Statement by Klaus Müller, Executive Director of the Federation of German Consumer Organisations (Verbraucherzentrale Bundesverband – vzbv)

Klaus Müller, Vorstand vzbv

Credit: Corinna Guthknecht - vzbv

The European Commission published its long-awaited proposal on the regulation of artificial intelligence (AI). It protects consumers only very selectively and people remain unprotected in many areas. The rules will not, as vzbv hoped, increase consumers’ trust in AI: The proposal hardly entails measures to increase any transparency and traceability for consumers. Independent audits are foreseen merely for a few high-risk AI systems. The scope of application is too narrow so that the rules do not apply to a number of high-risk AI applications. Klaus Müller, vzbv’s Executive Director, comments:
 

vzbv welcomes that the European Commission plans to introduce rules for AI applications. Unfortunately, the approach is too weak and not ambitious enough: it only focuses on a limited set of high-risk AI-systems, all other systems, including “medium” risk systems, are treated negligently. Thus, in many cases, consumers will not be protected from damages caused by AI in many areas. For example, the proposal neglects economic damages by AI systems that systematically deny consumers access to services or exclude them from entire markets based on opaque personality analysis.

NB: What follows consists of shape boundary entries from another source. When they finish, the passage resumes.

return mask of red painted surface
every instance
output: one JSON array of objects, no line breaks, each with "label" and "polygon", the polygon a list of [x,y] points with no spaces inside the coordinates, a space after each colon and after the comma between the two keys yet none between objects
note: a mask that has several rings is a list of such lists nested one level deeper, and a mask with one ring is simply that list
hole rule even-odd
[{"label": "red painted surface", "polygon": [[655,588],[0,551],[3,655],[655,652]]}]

In terms of transparency for consumers, the proposal is equally disappointing: It merely envisages labelling requirements that will apply for instance to systems for emotion recognition or when AI interacts with people. But in order for consumers to be able to exercise their rights, traders must provide them with significantly more information. This includes information on the risks, accuracy, robustness as well as the data set on which a decision is based. Everything else is half-hearted at best.

Instead of checks by independent auditors providers are largely entrusted with assessing themselves whether their high-risk AI systems comply with the regulation. This damages trust in and acceptance of AI in general.

Although the proposal bans the use of some AI systems that manipulate, exploit and physically and psychologically harm the elderly, children, and people with disabilities, all other consumer categories remain unprotected. But economic harm, such as inflicted from forced or overpriced product sales, can harm every consumer.

The European Parliament and the Council of the European Union must now improve this proposal. They must ensure more transparency and comprehensibility for consumers and make independent checks mandatory for all high-risk AI systems.